Who I Am 

   (If you need the accolades, scroll to the end)

   I was raised with a love of small towns and big cities. It's those stories sitting still within in a scene that get me, the quiet ones.   I see idle tractors on a Saturday night dreaming of a city night past the distant hills. Two fishing poles with "nowhere to be" reel in the thought of a steel mill 45 miles up the railroad tracks which cross the bridge above the river.  Railroad tracks tie us together.  Roads cut us apart, but roads also bring us back together.  Words about the sunset don't burn like the colors in the sky.  The craft of songwriting is a journey to learn the balance between a story in the scene and a story outside the scene.  

   My years have traversed from ocean town Virginia to small college town North Carolina, rural Virginia to urban Ohio, suburban Ohio to rural Ohio back to urban with a year in coastal Alabama tucked in there.  I once lived in my car for 3 years traveling the country to play whatever coffee shop or rock club would take me.  My years were filled with working in leather tanneries, group homes, house framing, fast food, printing companies, carpentry, lumberjacking (in Nova Scotia) teaching trumpet lessons and teaching in public schools.  Before the pandemic, while working a full time music teaching position in an urban district, I averaged 80 performances per year, often logging 100+ hour weeks.  I've spent my life trying not to be a public school teacher, but the path keeps sending me back there. 

  I write to give you real stories, even if they aren't all mine.  And even if they aren't all true.
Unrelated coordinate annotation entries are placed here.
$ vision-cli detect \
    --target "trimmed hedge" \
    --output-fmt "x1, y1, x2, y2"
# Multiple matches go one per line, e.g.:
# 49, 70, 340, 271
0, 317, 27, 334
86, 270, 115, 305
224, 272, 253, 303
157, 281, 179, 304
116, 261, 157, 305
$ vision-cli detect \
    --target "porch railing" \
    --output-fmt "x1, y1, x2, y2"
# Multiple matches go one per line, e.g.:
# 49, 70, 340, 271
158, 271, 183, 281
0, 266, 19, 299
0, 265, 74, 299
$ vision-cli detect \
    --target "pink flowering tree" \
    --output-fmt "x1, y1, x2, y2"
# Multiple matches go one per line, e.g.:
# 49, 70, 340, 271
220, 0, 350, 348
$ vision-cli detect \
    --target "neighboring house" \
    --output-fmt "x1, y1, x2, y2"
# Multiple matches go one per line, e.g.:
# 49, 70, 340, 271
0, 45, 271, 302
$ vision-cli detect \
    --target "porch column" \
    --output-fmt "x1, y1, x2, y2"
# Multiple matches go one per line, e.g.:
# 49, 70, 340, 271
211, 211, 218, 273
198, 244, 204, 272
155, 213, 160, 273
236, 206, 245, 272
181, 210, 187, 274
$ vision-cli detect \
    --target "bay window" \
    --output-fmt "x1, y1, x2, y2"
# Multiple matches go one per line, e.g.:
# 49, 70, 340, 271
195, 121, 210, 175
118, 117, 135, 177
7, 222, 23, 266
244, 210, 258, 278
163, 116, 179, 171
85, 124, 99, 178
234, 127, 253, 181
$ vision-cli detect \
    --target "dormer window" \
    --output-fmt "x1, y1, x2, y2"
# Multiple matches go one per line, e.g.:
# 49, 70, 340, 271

They're all real.  I never set down to write a hit.  I set down to write the best story I am capable of, even on the funny songs.    Although I spent a weekend with Lost State of Franklin playing my own songs to crowds of 10,000 in Belfort, France, I am just as happy playing to 25 people who will listen to every word.  

  Notable accomplishments are:  Winning the Frank Brown International Songwriter Festival Songwriter Contest, being nominated as Best Songwriter in Scene Magazine and Best Band in the Free Times, being one of five trumpet players on the Ohio Intercollegiate All Star Jazz Band, being allowed to play in 4 Mississippi Songwriter Festivals (even though I'm not from Mississippi), performing with Keith Sykes (of Jimmy Buffet band) and Buzz Cason (writer of Everlasting Love), opening for George Jones and having him mention our band's name into the microphone, opening for Ralph Stanley.  
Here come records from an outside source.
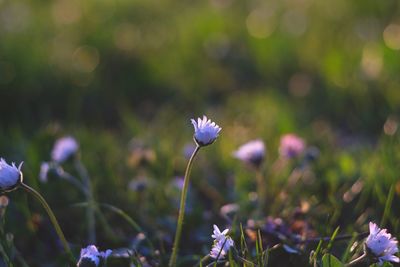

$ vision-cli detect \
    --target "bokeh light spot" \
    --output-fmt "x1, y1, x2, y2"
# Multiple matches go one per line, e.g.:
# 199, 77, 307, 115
383, 24, 400, 50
   Browse the songs.  Find me on FB. Please leave comments on the youTube videos. 

   Hope to see you around :)

   -Scott

Voice in the Corner

  In college, all I knew of performing were the smoky jazz clubs where I played trumpet and sang the American Songbook with "Chet Bakeresque" stylings.  I didn't yet know what all of the unadvertiseable paragraphs on my scrap papers at home were.  What were these phrases and odd descriptions that came to me unwarranted? I just knew that noone else would likely be interested and so my personal treasures were hidden away in drawers and boxes.  
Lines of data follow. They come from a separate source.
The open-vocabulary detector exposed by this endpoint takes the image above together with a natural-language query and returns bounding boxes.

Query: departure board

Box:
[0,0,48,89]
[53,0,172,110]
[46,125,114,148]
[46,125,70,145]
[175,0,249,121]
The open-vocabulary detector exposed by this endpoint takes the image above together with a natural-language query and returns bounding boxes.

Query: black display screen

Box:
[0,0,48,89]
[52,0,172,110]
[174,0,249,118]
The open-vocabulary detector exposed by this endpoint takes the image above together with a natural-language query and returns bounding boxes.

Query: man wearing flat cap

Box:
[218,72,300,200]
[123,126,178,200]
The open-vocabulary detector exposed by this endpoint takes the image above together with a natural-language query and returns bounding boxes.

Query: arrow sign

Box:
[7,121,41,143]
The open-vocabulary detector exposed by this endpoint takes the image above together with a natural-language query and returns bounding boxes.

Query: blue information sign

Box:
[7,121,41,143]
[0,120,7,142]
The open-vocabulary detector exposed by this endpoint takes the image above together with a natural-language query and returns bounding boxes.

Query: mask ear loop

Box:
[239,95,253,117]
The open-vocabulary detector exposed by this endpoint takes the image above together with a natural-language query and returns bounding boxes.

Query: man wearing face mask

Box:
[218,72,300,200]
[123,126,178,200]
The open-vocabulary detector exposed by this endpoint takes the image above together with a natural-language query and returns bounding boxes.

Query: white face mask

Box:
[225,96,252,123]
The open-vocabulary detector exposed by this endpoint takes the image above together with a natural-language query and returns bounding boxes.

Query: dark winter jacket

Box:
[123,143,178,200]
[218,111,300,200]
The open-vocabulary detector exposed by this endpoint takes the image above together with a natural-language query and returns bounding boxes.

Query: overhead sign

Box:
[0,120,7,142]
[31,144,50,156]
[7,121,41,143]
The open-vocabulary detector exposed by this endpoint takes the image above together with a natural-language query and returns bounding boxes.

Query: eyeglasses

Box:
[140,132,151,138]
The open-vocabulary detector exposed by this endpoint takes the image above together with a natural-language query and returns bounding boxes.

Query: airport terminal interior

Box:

  I didn't yet know…I was a poet.

  At some point during these years, I had to write a brief essay on what I wanted to be in life.  That was easy.  From the perspective of a jazz musician and the romance of late night music for the down and out, I wanted to be “a voice in the corner”.  I wanted to be a voice that asked nothing, but spoke stories and depth into people's lives.  I wanted anonymity as the words and phrases and trumpet poured out my soul to touch hearts.  

  When I became a songwriter and performer of my own material I was often asked where I wanted it to go.  I was told things like, “Imagine your dreams into existence”.  Yes, I dreamed of theatres and ferstivals (and yes, I have been lucky enough sometimes to do these), but in the end, the true core of me always imagined playing to a small crowd of people who would listen to every word.  And as the years go by, what always gives me the most fulfilment is myself, my guitar and a handful of people listening as they live out the story of a song I've written.  No matter if my future is playing for 1,000's of listeners or just a few at a time, I still want to be: A voice in the corner.